NBTC explains 3G auction

NBTC explains 3G auction

The 3G spectrum auction was carried out under the Frequency Allocation Act of 2010, not the e-auction rules cited by some critics, National Broadcasting and Telecommunications Commission (NBTC) member Suthipol Thaweechaikarn said on Friday.

Article 45 of the law clearly stipulates that the auction must be held in line with the conditions, regulations and timeframe set by the NBTC, he said.

Mr Suthipol insisted that the NBTC would not revoke the auction even though the e-auction committee at the Ministry of Finance had sent a letter to the commission, warning that the auction might have violated the law.

The auction outcome could not be revoked as the NBTC could well face lawsuits as a consequence, he added.

"The 3G spectrum auction is something new and the society might have some questions about it," Mr Suthipol said.

"I insist that there was no political interference in the bidding. NBTC members work with pure hearts and we have finally suceeded," Mr Suthipol said, adding that he was ready to clarify the 3G auction at any stage.

Photo by Patipat Janthong

He said society was under the misapprehension that the NBTC had cut the starting price for bidding from a figure 6.44 billion baht proposed by an academic at Chulalongkorn University to 4.5 billion baht, causing 17 billion baht in damage to the country.

In fact, the academic proposed a starting price of 4.31 billion baht, not 6.44 billion as many people thought. The NBTC considered a starting price of 4.5 billion baht was more suitable, he added.

The e-auction committee at the Finance Ministry has already sent a letter to the NBTC warning that the 3G spectrum auction might have violated the law.

Supa Piyajitti, the committee chair and deputy permanent secretary for finance, said the 3G auction could violate the Price Collusion Act of 2009.

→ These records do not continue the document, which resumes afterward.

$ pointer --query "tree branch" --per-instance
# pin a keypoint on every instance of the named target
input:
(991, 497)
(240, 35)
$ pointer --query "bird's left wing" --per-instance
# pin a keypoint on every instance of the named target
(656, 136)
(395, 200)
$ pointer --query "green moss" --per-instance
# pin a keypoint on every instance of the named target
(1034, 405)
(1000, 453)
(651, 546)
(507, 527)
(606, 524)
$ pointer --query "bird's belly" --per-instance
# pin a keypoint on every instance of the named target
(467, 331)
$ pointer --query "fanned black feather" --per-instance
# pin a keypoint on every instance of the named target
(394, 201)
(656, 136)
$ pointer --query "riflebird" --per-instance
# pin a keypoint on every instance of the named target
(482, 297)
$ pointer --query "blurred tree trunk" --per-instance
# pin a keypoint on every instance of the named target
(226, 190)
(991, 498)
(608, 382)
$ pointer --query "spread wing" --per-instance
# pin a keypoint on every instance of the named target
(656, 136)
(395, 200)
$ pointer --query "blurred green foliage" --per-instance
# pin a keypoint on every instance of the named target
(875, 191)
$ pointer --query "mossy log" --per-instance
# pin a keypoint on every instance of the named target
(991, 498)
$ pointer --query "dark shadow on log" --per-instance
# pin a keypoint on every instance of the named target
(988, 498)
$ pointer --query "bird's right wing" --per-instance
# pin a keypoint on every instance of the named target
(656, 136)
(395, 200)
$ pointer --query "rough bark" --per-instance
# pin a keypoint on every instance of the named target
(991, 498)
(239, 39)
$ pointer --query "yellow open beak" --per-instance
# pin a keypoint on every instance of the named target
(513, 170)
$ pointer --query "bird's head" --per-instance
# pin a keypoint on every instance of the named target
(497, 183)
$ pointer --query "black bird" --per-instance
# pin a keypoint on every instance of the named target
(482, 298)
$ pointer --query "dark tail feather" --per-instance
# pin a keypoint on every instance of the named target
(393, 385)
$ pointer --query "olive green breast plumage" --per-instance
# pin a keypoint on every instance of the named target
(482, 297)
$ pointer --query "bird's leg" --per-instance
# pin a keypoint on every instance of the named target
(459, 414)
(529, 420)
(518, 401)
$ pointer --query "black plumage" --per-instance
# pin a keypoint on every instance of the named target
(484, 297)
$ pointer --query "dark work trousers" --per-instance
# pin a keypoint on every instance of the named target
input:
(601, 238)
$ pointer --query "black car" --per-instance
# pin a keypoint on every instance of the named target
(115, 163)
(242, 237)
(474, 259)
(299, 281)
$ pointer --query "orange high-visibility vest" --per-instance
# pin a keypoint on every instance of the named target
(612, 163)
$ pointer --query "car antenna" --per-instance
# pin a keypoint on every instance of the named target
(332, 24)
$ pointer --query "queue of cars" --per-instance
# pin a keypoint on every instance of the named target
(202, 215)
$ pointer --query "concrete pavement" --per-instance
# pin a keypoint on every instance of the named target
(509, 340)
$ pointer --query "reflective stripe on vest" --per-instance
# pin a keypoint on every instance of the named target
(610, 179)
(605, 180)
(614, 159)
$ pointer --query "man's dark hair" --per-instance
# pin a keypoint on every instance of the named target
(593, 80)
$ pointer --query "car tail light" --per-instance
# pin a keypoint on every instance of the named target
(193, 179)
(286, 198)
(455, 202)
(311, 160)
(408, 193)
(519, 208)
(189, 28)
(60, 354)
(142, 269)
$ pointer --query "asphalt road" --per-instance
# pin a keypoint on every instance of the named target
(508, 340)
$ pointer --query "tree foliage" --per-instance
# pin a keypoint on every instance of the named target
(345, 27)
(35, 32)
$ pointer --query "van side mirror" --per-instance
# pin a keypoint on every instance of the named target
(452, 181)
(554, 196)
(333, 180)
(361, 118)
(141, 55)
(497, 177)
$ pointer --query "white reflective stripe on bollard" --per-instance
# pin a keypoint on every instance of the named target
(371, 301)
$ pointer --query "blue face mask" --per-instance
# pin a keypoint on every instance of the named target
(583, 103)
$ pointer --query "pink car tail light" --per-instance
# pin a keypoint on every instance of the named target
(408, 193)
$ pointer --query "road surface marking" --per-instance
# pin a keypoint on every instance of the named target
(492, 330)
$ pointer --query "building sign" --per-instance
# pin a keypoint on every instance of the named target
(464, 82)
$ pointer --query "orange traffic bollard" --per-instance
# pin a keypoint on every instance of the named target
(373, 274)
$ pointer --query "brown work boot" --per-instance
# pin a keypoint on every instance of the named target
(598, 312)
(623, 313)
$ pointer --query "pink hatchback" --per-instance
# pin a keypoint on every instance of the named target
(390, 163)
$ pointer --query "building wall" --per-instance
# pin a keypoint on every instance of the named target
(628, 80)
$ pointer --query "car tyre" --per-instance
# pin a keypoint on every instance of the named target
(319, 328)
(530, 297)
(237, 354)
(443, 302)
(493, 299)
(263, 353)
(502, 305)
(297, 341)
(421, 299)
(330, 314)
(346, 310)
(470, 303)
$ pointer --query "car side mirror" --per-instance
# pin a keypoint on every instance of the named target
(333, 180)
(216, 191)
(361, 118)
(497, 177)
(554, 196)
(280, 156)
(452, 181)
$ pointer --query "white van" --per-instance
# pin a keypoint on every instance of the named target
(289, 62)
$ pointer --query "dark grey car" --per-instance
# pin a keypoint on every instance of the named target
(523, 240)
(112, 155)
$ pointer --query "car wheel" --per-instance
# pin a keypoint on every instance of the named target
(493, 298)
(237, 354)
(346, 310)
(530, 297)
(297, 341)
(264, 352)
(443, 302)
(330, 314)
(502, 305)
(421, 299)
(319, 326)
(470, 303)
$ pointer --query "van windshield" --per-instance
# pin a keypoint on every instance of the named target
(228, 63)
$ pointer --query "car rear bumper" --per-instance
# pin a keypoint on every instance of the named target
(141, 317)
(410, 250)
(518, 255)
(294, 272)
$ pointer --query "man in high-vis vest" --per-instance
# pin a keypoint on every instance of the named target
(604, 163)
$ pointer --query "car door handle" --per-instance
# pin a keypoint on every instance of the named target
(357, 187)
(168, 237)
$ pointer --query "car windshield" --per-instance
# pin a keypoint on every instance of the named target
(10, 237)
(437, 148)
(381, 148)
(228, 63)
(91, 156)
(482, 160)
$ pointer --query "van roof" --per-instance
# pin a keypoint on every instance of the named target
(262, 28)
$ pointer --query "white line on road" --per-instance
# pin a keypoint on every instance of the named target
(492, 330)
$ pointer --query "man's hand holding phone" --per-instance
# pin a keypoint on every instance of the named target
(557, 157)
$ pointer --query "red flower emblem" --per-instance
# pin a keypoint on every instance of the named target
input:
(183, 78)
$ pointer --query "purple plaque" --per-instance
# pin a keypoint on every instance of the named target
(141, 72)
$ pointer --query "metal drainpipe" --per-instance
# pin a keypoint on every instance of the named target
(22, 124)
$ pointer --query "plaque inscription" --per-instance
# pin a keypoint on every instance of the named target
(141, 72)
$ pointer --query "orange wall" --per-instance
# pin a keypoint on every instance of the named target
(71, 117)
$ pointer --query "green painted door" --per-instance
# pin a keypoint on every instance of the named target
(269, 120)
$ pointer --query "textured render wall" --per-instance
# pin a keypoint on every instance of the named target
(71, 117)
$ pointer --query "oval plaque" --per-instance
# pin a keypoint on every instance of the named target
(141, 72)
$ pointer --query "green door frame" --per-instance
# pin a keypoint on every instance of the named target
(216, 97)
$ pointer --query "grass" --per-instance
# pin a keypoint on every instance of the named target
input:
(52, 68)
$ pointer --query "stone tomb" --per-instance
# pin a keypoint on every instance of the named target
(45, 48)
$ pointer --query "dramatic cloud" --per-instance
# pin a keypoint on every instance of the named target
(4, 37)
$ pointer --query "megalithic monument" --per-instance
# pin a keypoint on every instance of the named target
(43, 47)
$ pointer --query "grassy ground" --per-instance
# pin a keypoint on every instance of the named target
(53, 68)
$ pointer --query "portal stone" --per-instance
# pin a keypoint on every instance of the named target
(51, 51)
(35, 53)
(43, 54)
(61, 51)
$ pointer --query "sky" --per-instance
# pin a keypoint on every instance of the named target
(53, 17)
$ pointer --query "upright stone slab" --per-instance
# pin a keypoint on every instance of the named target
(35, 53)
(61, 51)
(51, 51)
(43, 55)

Ms Supa admitted that her panel has no authority to order the NBTC to do anything but it can warn the NBTC over the controversial auction.

She said her panel considered that this auction had caused damage to the country because the set starting price of the bidding was lower than it should have been.

A study by Chulalongkorn University had suggested that the starting price should be at least six billion baht per slot, but the NBTC had set it at only 4.5 billion baht, she added.

As a result, only 41.62 billion baht proceeds from the auction will be sent to the Ministry of Finance, which is hard to accept, said Ms Supa.

In addition, the number of licences allowed was the same as number of bidders, which would not encourage the bidders to offer higher prices and this was not in line with the e-auction rules, she said.

What should have been done was to offer fewer licences than there were bidders, she added.

"In Germany, the 3G spectrum licence auction price was set at 50 billion baht. We got much less than that and therefore it is not easy to accept the auction outcome," she said.